X-lab2017 / open-digger

Open source analysis tools
https://open-digger.cn
Apache License 2.0
286 stars 86 forks source link

[Thesis need] What's the best way to get data? #872

Closed gymgym1212 closed 1 year ago

gymgym1212 commented 2 years ago

Hi community, nowadays I have recently been thinking about how to get the data I need for my thesis experiment. Now that I have a list of CII repositories, I want to get all the repositories and developers within 6 hops of the GitHub-wide collaboration network from those repositories and use that data to build my heterogeneous network of developer collaboration.

This is not a simple task, as it involves a lot of data and can be very time-consuming.

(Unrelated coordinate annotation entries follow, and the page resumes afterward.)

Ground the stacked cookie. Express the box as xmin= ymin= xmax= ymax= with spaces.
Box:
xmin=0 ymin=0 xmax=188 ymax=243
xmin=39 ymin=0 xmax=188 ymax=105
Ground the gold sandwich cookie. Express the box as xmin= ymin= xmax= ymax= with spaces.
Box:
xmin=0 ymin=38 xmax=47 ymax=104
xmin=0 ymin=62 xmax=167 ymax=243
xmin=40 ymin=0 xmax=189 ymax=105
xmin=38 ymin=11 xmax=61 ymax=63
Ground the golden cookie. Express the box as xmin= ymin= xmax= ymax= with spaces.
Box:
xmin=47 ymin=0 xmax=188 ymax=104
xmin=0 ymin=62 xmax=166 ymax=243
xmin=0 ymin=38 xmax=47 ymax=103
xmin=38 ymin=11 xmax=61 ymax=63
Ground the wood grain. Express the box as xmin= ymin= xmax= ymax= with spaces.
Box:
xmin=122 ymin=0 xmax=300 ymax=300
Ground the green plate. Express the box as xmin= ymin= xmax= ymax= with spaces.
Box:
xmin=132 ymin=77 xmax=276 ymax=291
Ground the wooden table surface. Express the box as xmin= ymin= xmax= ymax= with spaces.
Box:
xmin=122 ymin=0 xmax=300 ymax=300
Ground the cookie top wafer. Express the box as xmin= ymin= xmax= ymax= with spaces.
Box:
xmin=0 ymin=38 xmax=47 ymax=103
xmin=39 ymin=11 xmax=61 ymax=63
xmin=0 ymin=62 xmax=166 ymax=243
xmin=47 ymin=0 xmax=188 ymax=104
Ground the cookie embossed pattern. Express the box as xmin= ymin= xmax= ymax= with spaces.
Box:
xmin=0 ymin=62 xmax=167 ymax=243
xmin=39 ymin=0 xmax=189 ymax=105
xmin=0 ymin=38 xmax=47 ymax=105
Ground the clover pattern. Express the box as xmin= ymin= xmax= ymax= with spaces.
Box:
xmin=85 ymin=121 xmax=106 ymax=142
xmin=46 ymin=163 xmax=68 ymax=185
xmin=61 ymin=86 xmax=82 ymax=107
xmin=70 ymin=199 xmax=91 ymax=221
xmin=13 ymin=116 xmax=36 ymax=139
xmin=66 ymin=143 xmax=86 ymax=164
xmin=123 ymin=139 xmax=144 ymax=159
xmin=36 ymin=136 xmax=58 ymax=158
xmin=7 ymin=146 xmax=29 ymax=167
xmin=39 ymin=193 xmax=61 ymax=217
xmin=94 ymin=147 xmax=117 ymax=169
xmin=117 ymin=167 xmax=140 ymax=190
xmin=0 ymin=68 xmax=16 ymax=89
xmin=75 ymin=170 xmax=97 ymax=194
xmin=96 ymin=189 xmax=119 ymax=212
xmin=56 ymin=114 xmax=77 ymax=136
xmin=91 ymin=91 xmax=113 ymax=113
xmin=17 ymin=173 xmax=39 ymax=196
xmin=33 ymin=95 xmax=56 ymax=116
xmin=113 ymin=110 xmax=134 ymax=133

So I wanted to ask what are the best practices for getting this done? Notebook? @frank-zsy @wengzhenjie @bifenglin

cii_repo_list.csv

frank-zsy commented 2 years ago

First you need to define how the collaboration network build, what the node and edge is. And 6 hops may contain lots of data like almost all the network. And you may need to constrain the time range, when the time range expands, the data will increase too. And maybe I can do this for you on the graph database.

gymgym1212 commented 2 years ago

Many thanks! @frank-zsy I'm still considering the exact structure of the network, and I'll continue to leave comments as I determine it. Then I will learn your data processing flow, because I may adjust the graph structure and can't always bother you.

frank-zsy commented 2 years ago

@gymgym1212 Here is some data I tried with the heterogeneous collaborate network with activity as edge and user/repo as node. Only starting from CII badge repo with no time range limit, nodes returned for 2 hops are 67,323, for 3 hops are 3,180,757, for 4 hops are 11,435,225 and for 5 hops are 17,774,809 (half of the whole network).

And if I tried to get data for 6 hops, the query can not return in 10 hours. And I guess if you start with more than 4,000 nodes, the nodes returned in 3 hops can be enormous like maybe 10 million nodes which is 1/3 of the whole network and the whole network may return in 5 hops.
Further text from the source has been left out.